For my next read I was at the mercy of the book exchange at Wayalailai. There really were only three or so books in English (the others were in German or Hebrew). Burning Glassby Kathryn Purdie was one of the options and I went with it because the cover had seen better days so I thought this meant it was read many times.
The book has a bit of a fantasy feel as it takes place in a made up kingdom and the main character has a special ability. There’s of course some romance and a blossoming love triangle between royal brothers.

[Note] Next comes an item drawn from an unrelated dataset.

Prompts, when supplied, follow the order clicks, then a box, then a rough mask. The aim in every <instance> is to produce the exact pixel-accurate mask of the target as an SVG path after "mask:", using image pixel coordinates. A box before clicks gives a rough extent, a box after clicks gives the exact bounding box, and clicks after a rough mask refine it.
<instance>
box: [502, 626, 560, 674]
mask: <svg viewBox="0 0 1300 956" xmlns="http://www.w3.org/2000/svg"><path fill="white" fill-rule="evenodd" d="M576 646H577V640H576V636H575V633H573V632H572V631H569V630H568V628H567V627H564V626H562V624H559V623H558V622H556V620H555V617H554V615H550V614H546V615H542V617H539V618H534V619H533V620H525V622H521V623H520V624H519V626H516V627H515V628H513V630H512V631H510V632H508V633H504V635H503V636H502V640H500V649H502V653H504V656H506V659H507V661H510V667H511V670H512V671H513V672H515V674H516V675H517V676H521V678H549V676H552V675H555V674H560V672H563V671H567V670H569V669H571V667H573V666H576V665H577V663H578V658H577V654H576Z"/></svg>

The book was well written, but it just really wasn’t my cup of tea. I think it’s meant to be for the younger crowd. However, I’m not one to not finish a book and so I muddled through trying to wrap up the story. With about 15 pages left I turned to the back and saw that this book has a sequel and is part of a new trilogy…ugh! I’ll finish a book when it’s hand, but I don’t feel the need to finish the trilogy.
This book is definitely for younger readers so I wouldn’t recommend it to one of my friends or for a book club.
“Sonya was born with the rare gift to feel what those around her feel—both physically and emotionally—a gift she’s kept hidden from the empire for seventeen long years. After a reckless mistake wipes out all the other girls with similar abilities, Sonya is hauled off to the palace and forced to serve the emperor as his sovereign Auraseer.
Tasked with sensing the intentions of would-be assassins, Sonya is under constant pressure to protect the emperor. But Sonya’s power is untamed and reckless, and she can’t always decipher when other people’s impulses end and her own begin. In a palace full of warring emotions and looming darkness, Sonya fears that the biggest danger to the empire may be herself.
As she struggles to wrangle her abilities, Sonya seeks refuge in her tenuous alliances with the charming-yet-volatile Emperor Valko and his idealistic younger brother, Anton, the crown prince. But when threats of revolution pit the two brothers against each other, Sonya must choose which brother to trust—and which to betray.”